Но и бюрократический аппарат, и перерастание его в тоталитарный режим были следствием пока не познанных закономерностей развития возникающего нового общества – массового общества. На переход, провозглашенный Ф. Ницше, возлагались самые радостные надежды, и они воспринимались продолжением идей Просвещения. Но спровоцированный в индустриальном обществе процесс омассовления резко повернул историю в другое направление. Этот переход лишь способствовал новым отношениям между культурой и цивилизацией. Культура, которая должна была стать пространством развития и антропологического перехода, заметно растворялась в цивилизации. Технологические прорывы, порождающие и укрепляющие новую утопию, утверждали себя вместе с новым цезаризмом и, соответственно, тоталитарным режимом. Именно это обстоятельство трансформирует утопию в антиутопию, что превосходно показано в фильме Ф. Ланга «Метрополис». Чем слабее оказывалась культура, тем сильнее становилась цивилизация с ее экономической, промышленной, политической, технологической и иногда имперской мощью.
Особенностью переходных процессов в культуре является то, что распад поздней системы ценностей, а именно это и происходит в европейской истории на финальной фазе цивилизации, приводит к активизации тех культурных слоев, которые на поздних этапах истории составляли подпочву культуры. Они порывают со своим подчиненным положением, стремясь ворваться в сознание и даже претендовать на определяющую роль.

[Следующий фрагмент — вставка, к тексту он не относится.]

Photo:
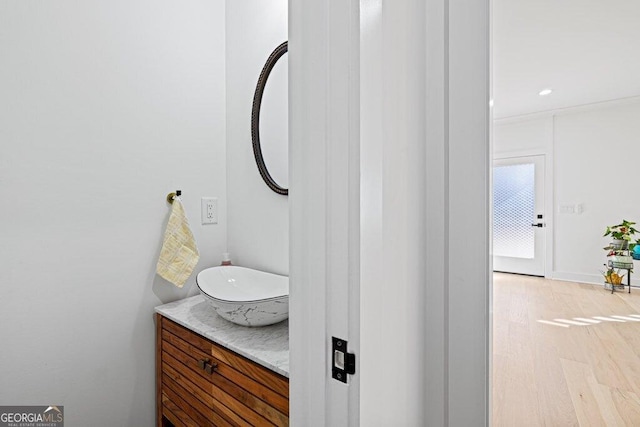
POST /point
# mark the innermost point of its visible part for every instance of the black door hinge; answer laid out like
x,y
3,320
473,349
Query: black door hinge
x,y
342,363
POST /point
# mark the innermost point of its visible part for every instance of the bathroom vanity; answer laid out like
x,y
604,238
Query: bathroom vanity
x,y
210,372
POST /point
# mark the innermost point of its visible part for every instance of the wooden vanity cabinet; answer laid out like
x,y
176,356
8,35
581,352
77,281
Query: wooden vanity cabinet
x,y
200,383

Когда-то Гегель встраивал историю Духа (а вместе с этой историей и историю искусства), прибегая к принципу последовательности и преемственности, что соответствовало его взгляду на историческое время как линейное время. Но в переходные эпохи подобный принцип, кажется, не срабатывает, о чем свидетельствует, например, обращение художников авангарда к самым ранним эпохам в истории искусства – в частности, к той фазе в истории Духа по Гегелю, которую он называет символической фазой.Эту тему в связи с экспрессионизмом невозможно не затронуть, поскольку культивировать ранние символические формы первым начал именно символизм как художественное направление. Это было следствием сопротивления нарастающему в XIX веке позитивизму и, соответственно, рационализму. Если продолжать эту логику, то экспрессионизм оказывается в родстве с символизмом, чему не приходится удивляться, ведь и то и другое направление отталкивается от романтизма. Поразительный парадокс, который можно фиксировать в искусстве XX века, – это возрождение архаики, тех форм, что возникли на символической фазе, когда соотношение внутреннего и внешнего, в соответствии с гегелевской логикой, еще не достигает гармонии. Внутреннее содержание, еще недостаточно определившееся, стремится выразить себя во внешнем, но это внешнее такому сопротивлению сопротивляется. Чтобы хоть как-то выразить неясный до конца смысл (достаточно еще неопределенный и загадочный), чувственно-предметный мир деформируется, изменяется в объемах и пропорциях. Дело доходит вплоть до схематизации чувственно-предметного мира.
Так, характеризуя эстетику экспрессионизма, И. Иоффе пишет: «Экспрессионизм первый порвал с натурализмом и пассивной изобразительностью. Он зрение подчинил сознанию. Не пассивно видимое, а активно сознаваемое начал он рисовать. Он сгущал и выделял, утрировал одни черты, опускал, игнорировал другие, как выделяет и подчеркивает сознание актуальные свойства вещей, независимо от их зрительной значительности. Он свободно деформирует внешний мир, стремясь к максимальной выразительности. Перспектива, глубина, видимая пропорциональность форм перестали быть обязательными… Рушающиеся дома, опрокинутые улицы, лица с перекошенными и дико непропорциональными чертами передают душевные потрясения»56.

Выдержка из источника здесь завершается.